Deciding the musical would benefit from immediately establishing its "I Want" song, Beguelin envisioned using "Proud of Your Boy" to "dr[ive Aladdin] through the rest of the show'". Expanding upon the original idea of Aladdin's mother, Beguelin opted to incorporate the song in the musical by having Aladdin sing it "to the heavens" for his late mother. He said the ballad evolved into the musical's "through line" and "spine", believing the main character "wants to make good" but continues on "making these bad decisions and finally when he drops the line, drops the act and becomes his true self, all of his dreams come true". Additionally Beguelin contributed new, original lyrics to the song's two reprises.

Menken and Thomas Schumacher, president of the Disney Theatrical Group, considered the song's resurrection a "personal victory". Identifying the song as one of his favorite restorations due to its pivotal message, Menken said he is especially thrilled Ashman's "Proud of Your Boy" "once again has pride of place in the story of a boy who finally became all that a mother could wish for in a son". Highlighting "Proud of Your Boy" as his favorite song to perform in musical, Jacobs explained that Aladdin uses the song to assure his mother, "I'm going to be the person you want me to be, and make you proud"; Jacobs credits the ballad with "ground[ing] my character and (it) carries me through the whole show". Actor Telly Leung shared Jacob's sentiment, writing the song offers "a great exploration of Aladdin's character". To prepare for performances of the ballad, Jacobs would draw inspiration from major events that had occurred throughout his life.
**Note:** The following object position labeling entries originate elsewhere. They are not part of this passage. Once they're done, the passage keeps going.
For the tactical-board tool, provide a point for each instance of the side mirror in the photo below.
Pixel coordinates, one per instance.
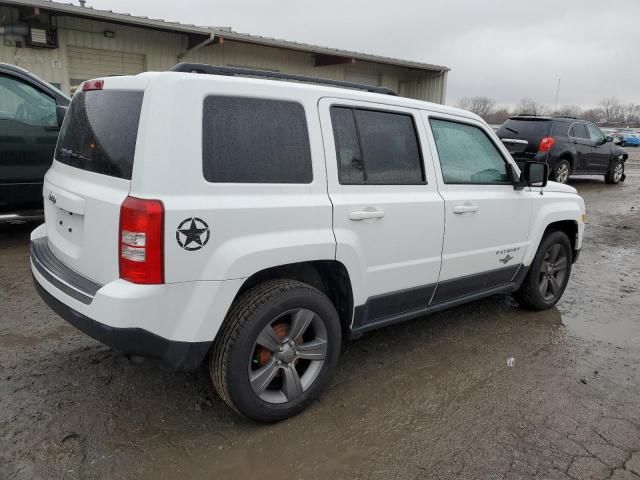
(535, 174)
(61, 111)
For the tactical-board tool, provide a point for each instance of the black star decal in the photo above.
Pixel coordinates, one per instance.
(193, 234)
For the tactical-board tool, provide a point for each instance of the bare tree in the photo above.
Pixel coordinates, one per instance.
(631, 113)
(594, 115)
(569, 111)
(613, 110)
(529, 106)
(498, 116)
(482, 106)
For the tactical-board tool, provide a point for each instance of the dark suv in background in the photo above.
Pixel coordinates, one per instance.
(31, 112)
(569, 145)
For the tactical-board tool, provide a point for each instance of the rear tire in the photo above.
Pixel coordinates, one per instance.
(561, 172)
(257, 369)
(614, 175)
(548, 274)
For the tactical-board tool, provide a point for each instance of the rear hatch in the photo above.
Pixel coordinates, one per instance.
(89, 180)
(522, 135)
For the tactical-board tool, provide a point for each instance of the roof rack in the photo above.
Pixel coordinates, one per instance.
(249, 72)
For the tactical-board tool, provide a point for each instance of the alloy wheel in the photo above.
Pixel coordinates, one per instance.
(553, 272)
(288, 356)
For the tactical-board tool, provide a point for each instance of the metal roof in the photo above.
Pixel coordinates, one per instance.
(223, 32)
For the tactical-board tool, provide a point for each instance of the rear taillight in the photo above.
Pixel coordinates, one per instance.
(546, 143)
(92, 85)
(141, 241)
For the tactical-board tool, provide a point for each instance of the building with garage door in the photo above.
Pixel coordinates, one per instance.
(66, 44)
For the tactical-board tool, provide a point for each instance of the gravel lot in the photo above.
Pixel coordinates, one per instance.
(432, 398)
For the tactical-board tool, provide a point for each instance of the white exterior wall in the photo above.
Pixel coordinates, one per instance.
(162, 50)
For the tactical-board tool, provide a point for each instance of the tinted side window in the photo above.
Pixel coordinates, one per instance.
(595, 133)
(251, 140)
(99, 132)
(350, 169)
(578, 131)
(21, 102)
(467, 155)
(375, 147)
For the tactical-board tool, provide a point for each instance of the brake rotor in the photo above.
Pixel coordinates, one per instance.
(262, 354)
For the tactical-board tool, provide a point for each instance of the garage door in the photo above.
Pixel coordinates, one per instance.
(87, 63)
(365, 78)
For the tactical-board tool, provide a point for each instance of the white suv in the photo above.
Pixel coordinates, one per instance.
(264, 221)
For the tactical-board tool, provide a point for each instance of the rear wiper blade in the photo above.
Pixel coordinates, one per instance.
(66, 152)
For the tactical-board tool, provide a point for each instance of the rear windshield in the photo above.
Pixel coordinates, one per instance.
(99, 132)
(524, 129)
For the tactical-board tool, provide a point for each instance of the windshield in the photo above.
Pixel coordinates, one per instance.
(99, 132)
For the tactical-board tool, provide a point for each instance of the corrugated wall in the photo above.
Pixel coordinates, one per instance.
(162, 50)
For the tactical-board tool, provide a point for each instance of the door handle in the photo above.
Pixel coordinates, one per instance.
(466, 208)
(365, 214)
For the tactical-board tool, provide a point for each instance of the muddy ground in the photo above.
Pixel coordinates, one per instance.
(432, 398)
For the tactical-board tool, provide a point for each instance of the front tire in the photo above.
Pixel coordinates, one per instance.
(616, 173)
(549, 273)
(561, 172)
(276, 350)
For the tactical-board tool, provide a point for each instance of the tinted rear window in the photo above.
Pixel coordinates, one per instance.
(524, 129)
(251, 140)
(99, 132)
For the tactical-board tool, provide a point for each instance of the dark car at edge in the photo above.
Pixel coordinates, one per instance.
(569, 146)
(31, 112)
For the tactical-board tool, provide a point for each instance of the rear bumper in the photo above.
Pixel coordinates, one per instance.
(174, 322)
(174, 355)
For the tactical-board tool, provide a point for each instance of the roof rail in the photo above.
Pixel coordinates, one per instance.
(249, 72)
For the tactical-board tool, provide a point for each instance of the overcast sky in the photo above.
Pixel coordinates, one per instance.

At times he found it a challenge to transition from having his character evade capture by running and jumping in the previous number directly into "Proud of Your Boy" "half-a-minute later". He suggested for performers of the song to build cardio and perform jumping jacks prior to singing it.

=== Use in Aladdin ===
Highlighting "Aladdin's low opinion of himself", Nerdist's Amy Ratcliffe summarized "Proud of Your Boy" saying that "Aladdin thinks he's a screw-up but also believes he’ll turn things around and make his mom proud". The song offers undiscovered insight into the character's background and family. "Proud of Your Boy" is one of four Ashman-Menken songs not included in the original film that were resurrected for the musical, alongside "Babkak, Omar, Aladdin, Kassim", "Call Me a Princess" and "High Adventure". "Proud of Your Boy" is one of seven songs overall–consisting of ones restored from Menken's previous work and original numbers written specifically for the show–heard in the musical. Aladdin now sings "Proud of Your Boy" in memory of his late mother, revealing his true intentions to make her proud.
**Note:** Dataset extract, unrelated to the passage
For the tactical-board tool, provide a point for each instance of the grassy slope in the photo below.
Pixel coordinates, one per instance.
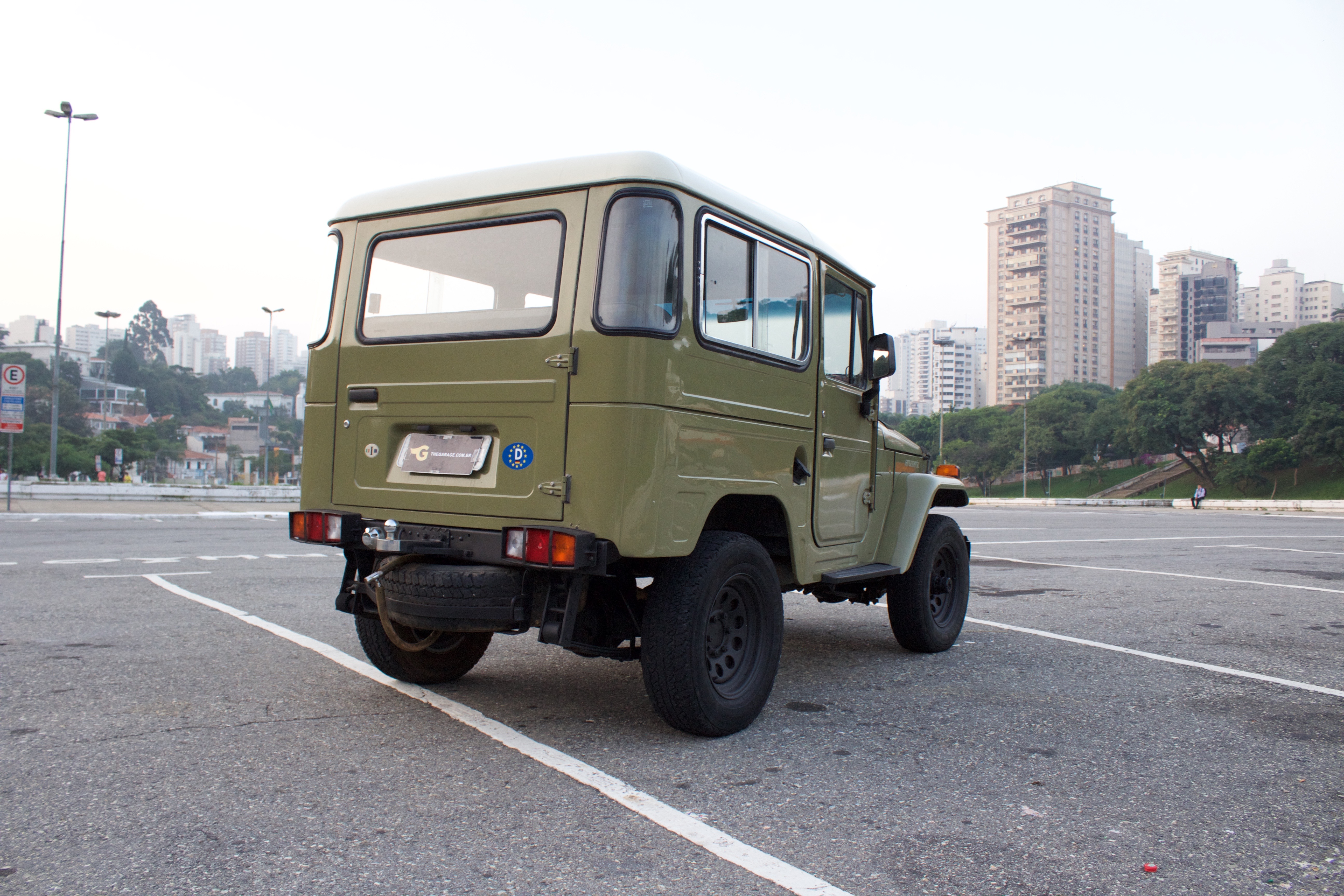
(1068, 487)
(1314, 483)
Further delving into the character's "aspirations and insecurities", Aladdin is introduced in the musical as homeless and having to resort to stealing food to survive. Remembering a vow he made to himself following her death, Aladdin seeks forgiveness from his mother, promising to "go straight as a street entertainer" and ultimately make her proud, as opposed to being a "worthless street rat". Having voiced no such motivation in the film, "Proud of Your Boy" serves as Aladdin's "I want" song in the show and offers dimension to the character "that we don't get to see in the cartoon", according to London Theatre Direct contributor Nicholas Ephram. The song also establishes that Aladdin wishes to be a prince not only to impress Jasmine, but also please his mother, further clarifying his inherent "goodness". Director and choreographer Casey Nicholaw explained that, "When Aladdin sings 'Proud of Your Boy,' ... you learn more about him, how he feels like an underdog, how he's trying to win the approval of his mother, than you could from just the dialogue." The song is adapted into Aladdin's recurring theme throughout the rest of the musical. The film's first act concludes with Aladdin wishing to be a prince and reprising "Proud of Your Boy". Despite a reprise in the second act, Aladdin's mother is not mentioned again. Jasmine's solo "These Palace Walls" corresponds to "Proud of Your Boy".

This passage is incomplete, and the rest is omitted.